Never loved Elvis as an actor


Beach boy... Elvis and Ursula Andress in Fun in Acapulco.

My first job in journalism was a semi-illicit post ghosting film reviews for a TV listings magazine. Looking back, it seems as though we divided our day between concocting fictional critiques of unseen TV-movies starring Cheryl Ladd and slapping bizarre health warnings on every picture that played past the watershed ("contains foul language and breasts"). For good measure, we also regularly sent Elvis Presley fans into a blue funk of fury.

Most of this fury would end up spraying the publication's bemused and hapless editor. A two-star review of Blue Hawaii, for instance, would trigger a blitz of hate mail to his office. An equivocating verdict on Girls! Girls! Girls! prompted demands for his head on a stick. The reasoning of all this correspondence appeared to be that Elvis was so self-evidently great that everything he touched must therefore be great as well. If the "Elvis Wart" can now have pride of place at an American museum, then surely the scheduling of an "Elvis Film" should be greeted with high hosannas, or at least be somehow commemorated on the magazine cover.

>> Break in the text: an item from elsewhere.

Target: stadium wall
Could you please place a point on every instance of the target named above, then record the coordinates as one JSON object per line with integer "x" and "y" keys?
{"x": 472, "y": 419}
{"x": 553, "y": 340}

It's not hard to have some sympathy for these fans, if only because Presley was so spectacularly ill-served by the movies. There is a curious irony to the fact that a performer whose appeal was at least partly forged by his live screen appearances (that hip-swivelling debut on the Ed Sullivan show) should then find himself eaten alive by the Hollywood machine.

It's not even that Presley had little interest in acting and only did it on Colonel Parker's orders. The singer was a big admirer of Marlon Brando and James Dean (and, weirdly, Peter Sellers) and reportedly longed to find the sort of hard-edged, angst-ridden drama that would allow him to properly prove his mettle. Instead, he found himself shoe-horned into a gaggle of gurning, cynical musical cash-ins, with titles like Girl Happy, Fun in Acapulco and Contains Lots of Breasts (although I may have made that last one up).

In later years Presley apparently claimed that the vast bulk of his 30-odd pictures made even him feel physically ill (and this from a man who was bingeing on junk food and prescription meds at the time). Even the mass revisionism-verging-on-deification that followed his death seems to have drawn a veil over his acting career. Yes, I know that some generally sane and rational creatures contend that a few of the earlier outings - King Creole, Jailhouse Rock - are really very good. But be honest: are these really good films per-se, or just really good for an Elvis Presley vehicle (as in, more fun than Fun in Acapulco)?

Maybe the very qualities that made Presley so appealing to producers (that prodigious fanbase; that unschooled, eager-to-please air) made him wary of demanding better scripts and more challenging - and potentially damaging - roles. And possibly he would have floundered had he actually been given them. But it's surely not such a leap of faith to imagine that Presley might have been able to translate just a fraction of the energy and abandon of his stage performances to a screen performance, if only someone had been prepared to take the chance. It might not have been Brando. It might not have been the Sun Sessions. But surely it would have been better than all those racing-driver-meets-cute-girl-on-the-beach fripperies that he leaves us with today.